Even if the city is not a medical desert, Colomiers does not escape the shortage of doctors. Eleven of them will retire at the end of 2024. A situation that will not make life easier for practitioners who are already very busy and powerless in the face of this chronic crisis.

“Every day, three or four people ask me to take them as a general practitioner and I cannot”, regrets doctor Saloua Zaghdoudi. “Sometimes they are very old patients who are not transported so I accept them even if for two years I have not taken a lunch break. People should not come to the point of pulling their teeth like in Great Britain themselves because they don’t have a dentist”.

Care and prevention in danger

The difficulty of finding a general practitioner also makes health professionals fear a lack of prevention in the face of vaccinations, screenings, STDs or even obesity.

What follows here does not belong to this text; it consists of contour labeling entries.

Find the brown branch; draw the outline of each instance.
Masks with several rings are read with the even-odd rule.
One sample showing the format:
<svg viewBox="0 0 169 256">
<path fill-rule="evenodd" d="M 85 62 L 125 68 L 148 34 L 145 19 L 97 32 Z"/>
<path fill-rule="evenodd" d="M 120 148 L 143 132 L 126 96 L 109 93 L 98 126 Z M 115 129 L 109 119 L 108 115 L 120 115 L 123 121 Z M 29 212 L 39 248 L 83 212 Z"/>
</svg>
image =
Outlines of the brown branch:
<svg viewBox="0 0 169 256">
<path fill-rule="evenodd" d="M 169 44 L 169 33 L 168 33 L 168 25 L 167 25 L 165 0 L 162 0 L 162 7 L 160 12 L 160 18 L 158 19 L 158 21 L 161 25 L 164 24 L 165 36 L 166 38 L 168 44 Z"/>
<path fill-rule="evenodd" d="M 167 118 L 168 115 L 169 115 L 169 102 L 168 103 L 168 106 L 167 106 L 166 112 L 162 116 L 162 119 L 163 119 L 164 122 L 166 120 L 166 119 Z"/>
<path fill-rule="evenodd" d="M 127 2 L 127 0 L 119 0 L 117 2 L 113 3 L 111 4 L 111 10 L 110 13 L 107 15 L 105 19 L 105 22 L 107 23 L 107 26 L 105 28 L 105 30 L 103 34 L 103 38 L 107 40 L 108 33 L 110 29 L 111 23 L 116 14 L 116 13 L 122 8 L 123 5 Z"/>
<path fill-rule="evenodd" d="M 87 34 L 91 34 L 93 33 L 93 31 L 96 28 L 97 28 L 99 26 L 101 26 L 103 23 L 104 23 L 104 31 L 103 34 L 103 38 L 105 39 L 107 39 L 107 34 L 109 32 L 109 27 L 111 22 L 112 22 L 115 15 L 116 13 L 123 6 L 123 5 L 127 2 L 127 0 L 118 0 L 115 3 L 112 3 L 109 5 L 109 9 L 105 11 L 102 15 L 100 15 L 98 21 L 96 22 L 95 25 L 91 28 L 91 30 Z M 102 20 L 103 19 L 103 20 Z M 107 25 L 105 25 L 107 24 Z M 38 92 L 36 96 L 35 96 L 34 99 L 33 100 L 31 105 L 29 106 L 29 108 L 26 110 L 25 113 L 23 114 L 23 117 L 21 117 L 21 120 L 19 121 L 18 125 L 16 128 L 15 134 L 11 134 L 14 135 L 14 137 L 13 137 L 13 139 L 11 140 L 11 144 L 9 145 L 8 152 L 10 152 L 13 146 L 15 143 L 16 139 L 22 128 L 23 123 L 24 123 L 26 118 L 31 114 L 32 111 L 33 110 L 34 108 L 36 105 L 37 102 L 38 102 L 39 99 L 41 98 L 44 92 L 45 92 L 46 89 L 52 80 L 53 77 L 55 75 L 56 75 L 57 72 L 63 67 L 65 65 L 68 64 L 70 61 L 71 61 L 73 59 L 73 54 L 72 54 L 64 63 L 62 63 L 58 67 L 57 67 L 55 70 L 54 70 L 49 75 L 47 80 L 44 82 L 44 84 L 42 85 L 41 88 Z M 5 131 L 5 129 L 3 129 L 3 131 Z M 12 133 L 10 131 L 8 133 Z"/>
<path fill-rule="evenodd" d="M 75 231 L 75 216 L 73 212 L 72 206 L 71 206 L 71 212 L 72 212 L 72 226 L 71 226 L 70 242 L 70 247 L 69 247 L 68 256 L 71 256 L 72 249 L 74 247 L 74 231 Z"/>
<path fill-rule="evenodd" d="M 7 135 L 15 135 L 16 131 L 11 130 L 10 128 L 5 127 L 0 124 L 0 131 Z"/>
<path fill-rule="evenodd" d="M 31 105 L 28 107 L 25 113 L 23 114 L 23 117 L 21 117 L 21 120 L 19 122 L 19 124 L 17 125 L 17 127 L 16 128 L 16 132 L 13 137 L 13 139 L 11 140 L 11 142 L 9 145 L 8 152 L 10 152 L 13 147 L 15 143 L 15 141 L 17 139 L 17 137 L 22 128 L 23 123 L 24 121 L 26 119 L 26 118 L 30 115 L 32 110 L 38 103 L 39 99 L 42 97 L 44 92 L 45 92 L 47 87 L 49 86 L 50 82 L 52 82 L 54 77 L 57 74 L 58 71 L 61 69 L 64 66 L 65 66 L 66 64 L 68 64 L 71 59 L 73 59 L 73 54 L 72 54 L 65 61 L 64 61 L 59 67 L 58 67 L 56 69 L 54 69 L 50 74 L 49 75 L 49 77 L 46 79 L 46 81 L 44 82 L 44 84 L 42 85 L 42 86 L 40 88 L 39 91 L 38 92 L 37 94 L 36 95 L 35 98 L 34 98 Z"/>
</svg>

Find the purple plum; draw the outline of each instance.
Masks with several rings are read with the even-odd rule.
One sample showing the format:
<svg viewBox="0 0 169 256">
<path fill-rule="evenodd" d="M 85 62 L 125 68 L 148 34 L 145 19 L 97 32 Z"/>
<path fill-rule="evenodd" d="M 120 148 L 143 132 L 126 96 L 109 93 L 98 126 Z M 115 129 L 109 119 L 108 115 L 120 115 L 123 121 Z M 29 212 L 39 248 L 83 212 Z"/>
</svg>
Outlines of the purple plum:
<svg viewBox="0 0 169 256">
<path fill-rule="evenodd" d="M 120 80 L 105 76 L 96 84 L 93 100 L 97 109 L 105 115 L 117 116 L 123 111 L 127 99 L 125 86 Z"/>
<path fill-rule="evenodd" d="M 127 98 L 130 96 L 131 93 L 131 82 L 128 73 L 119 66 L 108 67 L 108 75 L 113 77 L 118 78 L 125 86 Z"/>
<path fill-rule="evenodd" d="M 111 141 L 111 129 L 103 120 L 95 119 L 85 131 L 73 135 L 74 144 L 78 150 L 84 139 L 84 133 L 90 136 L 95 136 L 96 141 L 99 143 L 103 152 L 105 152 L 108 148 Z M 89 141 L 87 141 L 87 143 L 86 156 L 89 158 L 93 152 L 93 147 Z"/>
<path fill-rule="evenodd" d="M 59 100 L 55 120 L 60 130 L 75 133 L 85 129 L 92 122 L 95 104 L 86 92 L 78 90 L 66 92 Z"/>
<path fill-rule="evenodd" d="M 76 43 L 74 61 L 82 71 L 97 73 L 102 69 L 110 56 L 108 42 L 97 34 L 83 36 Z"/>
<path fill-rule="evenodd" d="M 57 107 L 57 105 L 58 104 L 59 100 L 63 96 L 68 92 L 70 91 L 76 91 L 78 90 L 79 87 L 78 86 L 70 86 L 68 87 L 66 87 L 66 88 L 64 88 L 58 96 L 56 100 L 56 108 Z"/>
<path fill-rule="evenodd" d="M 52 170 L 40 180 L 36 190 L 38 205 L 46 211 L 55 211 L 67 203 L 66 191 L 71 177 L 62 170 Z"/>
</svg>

“In this period of tension, it is necessary to mobilize young doctors to encourage them to settle in Colomiers”, estimates Doctor Simon Mathé, responsible for access to care at the office of the CPTS (Community professional territorial health ). “When I moved in 2018, there were around forty general practitioners in Colomiers and today there are only around thirty of us… As part of the CPTS, we are working on attractiveness in order to obtain a help from the public authorities. I think it would also be good for a town of 40,000 inhabitants to create a multidisciplinary health center. This kind of structure appeals to young doctors because it allows teamwork, to have a secretarial and reduce administrative tasks”.

Doctors who also complain a lot about the multiplication of requests for medical certificates by organizations and communities to obtain repairs in their accommodation or to obtain aid. “It is time to refocus on our role of care and prevention,” insists Dr. Zaghdoudi, who plans to become an internship supervisor. “I’m going to get closer to the medical school to pass a diploma at the end of the internship and welcome a young doctor in the hope of making him stay”. Ten doctors are currently internship supervisors at Colomiers, which regularly leads to the integration of young graduates into practices, such as, recently, at the Allégorie medical centre.

On-call medical center by appointment

For 14 months, following the departure of SOS doctors from the town, Colomiers has had a medical care center (MMG) at the Pyrenees clinic. Open on weekdays from 8 p.m. to midnight, from noon to midnight on Saturday and from 8 a.m. to midnight on Sunday, it only welcomes patients by appointment. “It is not possible to directly access the Medical Center on duty, it is imperative to go through the telephone regulation”, explains Doctor Simon Mathé, coordinator of the MMG. “During the week and on Saturday mornings, you must contact your attending physician. Outside the opening hours of medical practices, you must call 3966 or 15, who will direct you to the doctor on duty if necessary”.

Initially planned to provide medical care in the municipalities of Colomiers, Tournefeuille and Plaisance-du-Touch, MMG has extended its reach to a population base of 120,000 inhabitants in western Toulouse. A single doctor carries out between 30 and 40 consultations a day. For security reasons, the guards have been grouped together at the Pyrenees clinic.